New Book on Foreign Law in Asia

Hart Publishing has just released an important new book on foreign law in Asia, edited by Kazuaki Nishioka.

As regular TLB readers might recognize, I am very interested in how courts grapple with the law of foreign jurisdictions. (New paper coming soon!) In the United States, federal courts apply Federal Rule 44.1, under which foreign law is treated as an issue of law rather than an issue of fact, though it may be ascertained by courts consulting any relevant material or source. In the states, there is a mix of practices, with roughly half the states following the federal model.

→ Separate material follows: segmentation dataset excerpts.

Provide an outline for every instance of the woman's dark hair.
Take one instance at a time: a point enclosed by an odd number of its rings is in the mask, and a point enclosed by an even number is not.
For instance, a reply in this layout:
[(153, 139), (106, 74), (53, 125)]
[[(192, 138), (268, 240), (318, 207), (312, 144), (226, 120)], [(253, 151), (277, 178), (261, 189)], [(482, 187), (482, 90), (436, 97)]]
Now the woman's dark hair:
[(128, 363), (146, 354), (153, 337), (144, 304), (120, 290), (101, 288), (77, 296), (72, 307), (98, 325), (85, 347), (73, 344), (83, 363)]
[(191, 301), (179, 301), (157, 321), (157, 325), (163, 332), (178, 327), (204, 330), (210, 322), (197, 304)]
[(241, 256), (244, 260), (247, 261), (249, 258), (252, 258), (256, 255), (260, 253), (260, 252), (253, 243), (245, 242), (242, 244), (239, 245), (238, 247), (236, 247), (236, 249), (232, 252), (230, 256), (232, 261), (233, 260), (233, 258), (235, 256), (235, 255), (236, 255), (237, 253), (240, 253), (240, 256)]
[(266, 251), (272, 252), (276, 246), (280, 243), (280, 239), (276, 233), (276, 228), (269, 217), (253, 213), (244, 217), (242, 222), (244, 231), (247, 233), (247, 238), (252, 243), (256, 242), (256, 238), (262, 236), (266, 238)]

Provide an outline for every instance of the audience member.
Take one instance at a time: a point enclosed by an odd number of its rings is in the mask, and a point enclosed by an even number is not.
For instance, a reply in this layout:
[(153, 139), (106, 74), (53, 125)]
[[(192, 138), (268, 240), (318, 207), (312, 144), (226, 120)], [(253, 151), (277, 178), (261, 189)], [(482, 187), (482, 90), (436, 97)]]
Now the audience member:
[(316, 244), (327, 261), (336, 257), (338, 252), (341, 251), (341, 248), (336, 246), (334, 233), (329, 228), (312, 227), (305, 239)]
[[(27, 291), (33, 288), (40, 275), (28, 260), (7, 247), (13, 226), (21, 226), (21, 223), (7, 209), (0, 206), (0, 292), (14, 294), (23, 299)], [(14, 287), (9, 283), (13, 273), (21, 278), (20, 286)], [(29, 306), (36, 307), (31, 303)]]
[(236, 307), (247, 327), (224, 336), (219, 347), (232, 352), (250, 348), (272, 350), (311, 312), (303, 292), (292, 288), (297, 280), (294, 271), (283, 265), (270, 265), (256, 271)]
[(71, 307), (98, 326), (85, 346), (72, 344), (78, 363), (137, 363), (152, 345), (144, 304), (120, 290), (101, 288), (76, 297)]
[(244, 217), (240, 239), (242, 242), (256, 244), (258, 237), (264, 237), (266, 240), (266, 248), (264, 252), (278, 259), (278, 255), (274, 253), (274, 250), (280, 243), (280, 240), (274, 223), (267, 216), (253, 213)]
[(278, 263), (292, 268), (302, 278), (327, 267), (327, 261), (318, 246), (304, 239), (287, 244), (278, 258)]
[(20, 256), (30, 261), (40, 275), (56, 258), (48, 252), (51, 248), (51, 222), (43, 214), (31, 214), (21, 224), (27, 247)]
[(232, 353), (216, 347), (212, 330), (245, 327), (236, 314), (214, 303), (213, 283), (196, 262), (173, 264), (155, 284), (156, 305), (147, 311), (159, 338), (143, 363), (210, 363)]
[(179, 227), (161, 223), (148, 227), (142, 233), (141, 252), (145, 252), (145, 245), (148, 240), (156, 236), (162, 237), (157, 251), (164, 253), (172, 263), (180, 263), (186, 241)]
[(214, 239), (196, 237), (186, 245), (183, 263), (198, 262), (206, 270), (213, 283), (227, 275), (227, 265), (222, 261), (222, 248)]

This new volume addresses the treatment of foreign law in 15 Asian jurisdictions: China, Hong Kong, Taiwan, Japan, South Korea, Singapore, Malaysia, Vietnam, Cambodia, Myanmar, Philippines, Indonesia, Thailand, Sri Lanka, and India. The volume addresses core questions such as whether the jurisdiction treats foreign law as an issue of law or fact, and how might foreign law be presented and adjudicated. Impressively, the volume also considers foreign law in other adjudicative settings, such as administrative adjudication.

This book is the third in a larger series on private international law in Asia. The first volume in that series addressed the recognition and enforcement of foreign judgments. The second addressed jurisdiction in international cases. All three would be worthy investments for scholars and practitioners of transnational litigation.